China’s dedicated work on the recognition and protection of intellectual property are two key approaches to achieve innovation-driven development in the country, said a leading British academic.
China has been growing as a tech leader in fields such as telecommunications, space exploration, artificial intelligence, machine learning, robotics, genetics and material science as a result of not only initiating innovations, but also protecting them, said Professor Alan Barrell, director of studies at Cambridge Innovation Academy.
“Innovation is a key component in the Chinese strategy for economic and social growth and development,” said Barrell. “The Chinese government and regulatory authorities have installed national systems of IP recognition and protection that match the best in the world over the past years.”

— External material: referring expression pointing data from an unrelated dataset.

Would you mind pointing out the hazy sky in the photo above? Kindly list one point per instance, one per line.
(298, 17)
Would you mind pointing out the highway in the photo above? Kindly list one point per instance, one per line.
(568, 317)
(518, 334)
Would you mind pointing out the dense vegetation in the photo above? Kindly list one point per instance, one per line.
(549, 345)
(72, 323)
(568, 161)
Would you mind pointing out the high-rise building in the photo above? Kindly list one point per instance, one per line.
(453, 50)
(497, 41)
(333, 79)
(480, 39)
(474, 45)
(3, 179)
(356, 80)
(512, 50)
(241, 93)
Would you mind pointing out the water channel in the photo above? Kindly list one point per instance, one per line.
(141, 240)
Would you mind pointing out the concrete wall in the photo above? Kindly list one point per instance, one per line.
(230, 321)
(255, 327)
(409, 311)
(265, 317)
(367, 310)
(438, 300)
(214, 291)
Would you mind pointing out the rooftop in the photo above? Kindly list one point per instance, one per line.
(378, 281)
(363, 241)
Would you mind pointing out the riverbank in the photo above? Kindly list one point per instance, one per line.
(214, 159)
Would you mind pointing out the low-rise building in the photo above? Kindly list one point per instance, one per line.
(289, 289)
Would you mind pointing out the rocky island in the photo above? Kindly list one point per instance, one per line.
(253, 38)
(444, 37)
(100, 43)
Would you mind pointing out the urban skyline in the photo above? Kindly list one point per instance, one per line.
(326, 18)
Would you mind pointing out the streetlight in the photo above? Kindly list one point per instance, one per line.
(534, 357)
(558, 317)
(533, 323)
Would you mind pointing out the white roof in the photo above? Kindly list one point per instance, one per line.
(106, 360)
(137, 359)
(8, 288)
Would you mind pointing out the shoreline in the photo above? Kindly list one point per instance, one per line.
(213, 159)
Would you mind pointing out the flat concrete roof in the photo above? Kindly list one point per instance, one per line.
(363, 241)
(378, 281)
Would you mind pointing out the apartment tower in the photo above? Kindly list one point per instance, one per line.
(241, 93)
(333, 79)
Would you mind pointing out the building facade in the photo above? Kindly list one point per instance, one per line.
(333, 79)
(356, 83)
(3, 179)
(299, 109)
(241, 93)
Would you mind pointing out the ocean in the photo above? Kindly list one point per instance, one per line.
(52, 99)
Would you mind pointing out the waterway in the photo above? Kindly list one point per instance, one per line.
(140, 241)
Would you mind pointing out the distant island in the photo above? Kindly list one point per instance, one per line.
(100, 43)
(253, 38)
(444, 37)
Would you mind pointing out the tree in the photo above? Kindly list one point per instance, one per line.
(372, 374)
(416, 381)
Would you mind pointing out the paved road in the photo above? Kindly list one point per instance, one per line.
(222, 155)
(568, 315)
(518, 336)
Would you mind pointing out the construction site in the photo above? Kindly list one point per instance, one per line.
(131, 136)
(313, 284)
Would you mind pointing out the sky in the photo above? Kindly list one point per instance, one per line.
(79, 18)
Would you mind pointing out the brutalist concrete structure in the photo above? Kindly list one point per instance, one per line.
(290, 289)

He was speaking after Premier Li Keqiang delivered the Government Work Report at the second session of the 13th National People’s Congress, where Premier Li said “China will continue to pursue innovation-driven development”, and he emphasized the importance of improving the system of punitive compensation for IP infringement.
“China looked at all excellent patenting systems worldwide and has created and now manages what some leading patent attorneys in the West regard as the most professional and efficient patenting system to be found anywhere,” said Barrell.

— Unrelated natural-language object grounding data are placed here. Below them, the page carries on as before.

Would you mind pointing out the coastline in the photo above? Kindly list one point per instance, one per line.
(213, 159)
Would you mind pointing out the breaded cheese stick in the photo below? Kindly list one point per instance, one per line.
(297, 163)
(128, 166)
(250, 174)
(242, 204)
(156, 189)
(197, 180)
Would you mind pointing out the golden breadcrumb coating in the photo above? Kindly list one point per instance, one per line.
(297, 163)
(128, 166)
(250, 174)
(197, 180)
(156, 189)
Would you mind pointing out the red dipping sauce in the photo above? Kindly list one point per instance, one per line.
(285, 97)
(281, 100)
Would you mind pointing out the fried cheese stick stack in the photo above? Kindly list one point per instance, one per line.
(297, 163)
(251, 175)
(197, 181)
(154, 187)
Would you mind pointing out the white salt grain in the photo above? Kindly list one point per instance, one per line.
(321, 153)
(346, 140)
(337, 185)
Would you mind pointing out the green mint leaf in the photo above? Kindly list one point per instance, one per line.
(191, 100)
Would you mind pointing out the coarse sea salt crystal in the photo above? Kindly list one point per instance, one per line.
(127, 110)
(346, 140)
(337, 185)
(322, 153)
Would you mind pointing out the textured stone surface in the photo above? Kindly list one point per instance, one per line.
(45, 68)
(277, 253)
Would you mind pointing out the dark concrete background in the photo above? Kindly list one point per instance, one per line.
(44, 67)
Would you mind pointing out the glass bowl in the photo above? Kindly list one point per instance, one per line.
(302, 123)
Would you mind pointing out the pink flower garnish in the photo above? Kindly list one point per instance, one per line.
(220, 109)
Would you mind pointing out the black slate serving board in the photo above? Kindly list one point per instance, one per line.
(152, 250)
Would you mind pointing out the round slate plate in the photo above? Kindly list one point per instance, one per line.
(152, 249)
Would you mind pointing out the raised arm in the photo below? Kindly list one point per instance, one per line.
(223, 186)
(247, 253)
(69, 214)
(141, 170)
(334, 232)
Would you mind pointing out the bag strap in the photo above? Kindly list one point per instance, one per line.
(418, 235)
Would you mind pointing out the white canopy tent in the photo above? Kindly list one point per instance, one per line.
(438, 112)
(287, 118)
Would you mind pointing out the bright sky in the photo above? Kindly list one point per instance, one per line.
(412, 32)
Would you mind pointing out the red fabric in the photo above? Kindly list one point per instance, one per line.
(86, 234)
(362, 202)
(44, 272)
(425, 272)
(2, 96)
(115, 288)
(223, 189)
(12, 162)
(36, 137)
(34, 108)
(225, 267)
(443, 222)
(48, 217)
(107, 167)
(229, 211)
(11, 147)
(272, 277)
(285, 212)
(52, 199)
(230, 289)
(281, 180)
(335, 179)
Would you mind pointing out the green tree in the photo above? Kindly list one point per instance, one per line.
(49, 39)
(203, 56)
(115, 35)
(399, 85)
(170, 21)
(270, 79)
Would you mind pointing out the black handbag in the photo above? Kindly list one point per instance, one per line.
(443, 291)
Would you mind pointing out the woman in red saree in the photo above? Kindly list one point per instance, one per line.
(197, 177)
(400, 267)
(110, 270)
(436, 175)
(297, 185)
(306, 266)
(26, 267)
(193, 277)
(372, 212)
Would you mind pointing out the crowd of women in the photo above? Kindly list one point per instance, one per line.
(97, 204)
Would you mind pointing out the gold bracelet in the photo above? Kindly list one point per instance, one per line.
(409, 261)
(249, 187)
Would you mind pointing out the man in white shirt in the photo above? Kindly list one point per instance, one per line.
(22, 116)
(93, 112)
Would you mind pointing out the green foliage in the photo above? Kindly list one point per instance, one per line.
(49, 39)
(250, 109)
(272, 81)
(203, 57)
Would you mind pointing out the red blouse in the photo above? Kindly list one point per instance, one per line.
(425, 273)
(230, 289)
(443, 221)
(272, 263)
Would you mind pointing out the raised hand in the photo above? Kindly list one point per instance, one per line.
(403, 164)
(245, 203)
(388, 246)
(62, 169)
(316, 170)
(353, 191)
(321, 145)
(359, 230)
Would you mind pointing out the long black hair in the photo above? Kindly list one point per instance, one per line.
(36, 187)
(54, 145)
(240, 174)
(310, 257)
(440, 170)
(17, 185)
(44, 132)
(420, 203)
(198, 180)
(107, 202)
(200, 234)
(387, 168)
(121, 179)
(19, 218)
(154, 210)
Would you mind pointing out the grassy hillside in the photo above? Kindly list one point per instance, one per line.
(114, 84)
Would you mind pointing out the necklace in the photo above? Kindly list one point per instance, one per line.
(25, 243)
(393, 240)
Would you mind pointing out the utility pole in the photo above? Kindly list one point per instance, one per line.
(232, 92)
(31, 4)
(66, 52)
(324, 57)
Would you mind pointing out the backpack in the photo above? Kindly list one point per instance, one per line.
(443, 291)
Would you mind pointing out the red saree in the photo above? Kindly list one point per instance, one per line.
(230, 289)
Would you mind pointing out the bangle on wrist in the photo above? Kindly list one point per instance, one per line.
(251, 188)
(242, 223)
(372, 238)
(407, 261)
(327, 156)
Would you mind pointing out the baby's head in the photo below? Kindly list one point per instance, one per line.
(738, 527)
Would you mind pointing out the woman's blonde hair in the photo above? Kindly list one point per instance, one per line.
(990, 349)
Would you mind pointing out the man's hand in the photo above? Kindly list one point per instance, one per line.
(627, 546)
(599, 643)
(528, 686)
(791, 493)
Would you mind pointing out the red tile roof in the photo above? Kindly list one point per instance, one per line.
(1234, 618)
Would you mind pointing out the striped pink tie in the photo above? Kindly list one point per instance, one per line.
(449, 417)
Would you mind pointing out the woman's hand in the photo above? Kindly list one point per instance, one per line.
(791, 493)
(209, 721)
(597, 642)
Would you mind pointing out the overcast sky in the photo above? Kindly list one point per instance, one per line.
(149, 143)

“There are more and more patents being filed in China now, and this is clearly to the advantage of foreign investors and companies with IP bringing their businesses to operate in China,” he added.

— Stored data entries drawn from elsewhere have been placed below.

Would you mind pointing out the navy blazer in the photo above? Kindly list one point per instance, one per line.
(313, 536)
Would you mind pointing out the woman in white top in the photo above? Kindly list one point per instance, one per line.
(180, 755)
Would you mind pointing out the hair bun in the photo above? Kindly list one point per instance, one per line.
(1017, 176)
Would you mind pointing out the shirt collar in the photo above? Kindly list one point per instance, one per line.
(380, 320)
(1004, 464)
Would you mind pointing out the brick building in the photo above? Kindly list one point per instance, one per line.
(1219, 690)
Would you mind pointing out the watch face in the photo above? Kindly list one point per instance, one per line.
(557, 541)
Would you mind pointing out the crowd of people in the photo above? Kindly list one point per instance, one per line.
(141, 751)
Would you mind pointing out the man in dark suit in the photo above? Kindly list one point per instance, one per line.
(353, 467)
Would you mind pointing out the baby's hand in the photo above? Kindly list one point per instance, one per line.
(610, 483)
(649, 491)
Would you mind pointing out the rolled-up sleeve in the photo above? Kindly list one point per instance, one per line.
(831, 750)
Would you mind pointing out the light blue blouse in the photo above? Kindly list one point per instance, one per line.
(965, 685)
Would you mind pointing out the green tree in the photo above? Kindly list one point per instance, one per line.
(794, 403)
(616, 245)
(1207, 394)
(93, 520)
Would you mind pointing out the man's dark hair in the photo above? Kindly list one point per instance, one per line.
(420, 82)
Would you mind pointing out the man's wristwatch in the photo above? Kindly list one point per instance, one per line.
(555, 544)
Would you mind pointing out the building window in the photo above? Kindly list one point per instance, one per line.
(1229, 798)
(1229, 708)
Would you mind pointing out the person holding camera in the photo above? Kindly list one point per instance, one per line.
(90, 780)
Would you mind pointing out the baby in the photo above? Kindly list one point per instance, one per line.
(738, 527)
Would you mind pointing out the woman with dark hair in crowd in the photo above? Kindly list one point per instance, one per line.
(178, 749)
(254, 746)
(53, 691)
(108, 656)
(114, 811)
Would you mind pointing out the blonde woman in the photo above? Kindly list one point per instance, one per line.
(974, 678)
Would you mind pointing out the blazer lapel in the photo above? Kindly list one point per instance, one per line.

In 2018, there were more than 432,000 invention patents granted in China, a 5.8 percent year-on-year increase. And more than 148,000 patent applications from foreign entities were submitted, up 9.1 percent from 2017, according to the National Intellectual Property Administration in China.
“Patents and other intellectual property are only valuable if the laws governing their issue and management are enforced,” said Barrell.
Over the past years, China has been setting up specific courts to hear intellectual property rights cases. One of them in Beijing, which was set up in 2014 and was China’s first IPR court, handled about 18,000 cases in 2018, up 19 percent year-on-year, according to a Xinhua report, including cases brought by foreign companies and multinationals.
Barrell praised China’s efforts on improving the arbitration system for IPR protection, adding that this will benefit the country’s business environment.
In parallel, China is continuously putting efforts into enabling administrative enforcement and judicial protection to be able to complement each other, and letting them work with each other more efficiently. In 2018, IP authorities nationwide organized special trademark and patent law enforcement campaigns that handled 77,000 patent infringement or counterfeit cases, up 15.9 percent year-on year, along with 31,000 trademark violations, according to the National Intellectual Property Administration.
In 2018, China re-established the National Intellectual Property Administration, known as CNIPA. Trademark and patent law enforcement were assumed by one market enforcement force, beefing up its strength. By the end of 2018, there were 43 IPR protection centers and IPR rapid right enforcement centers.
“This all represents real progress as China moves forward, seeking to achieve world-class standards and the resultant enhancement of its reputation as a place to do good business,” Barrell said.
“Innovation in China is providing a momentum to technological developments and processes of the translation of research and development and knowledge into more valuable products,” he said. “To have a patenting and intellectual property management system developing in parallel is of significant importance.”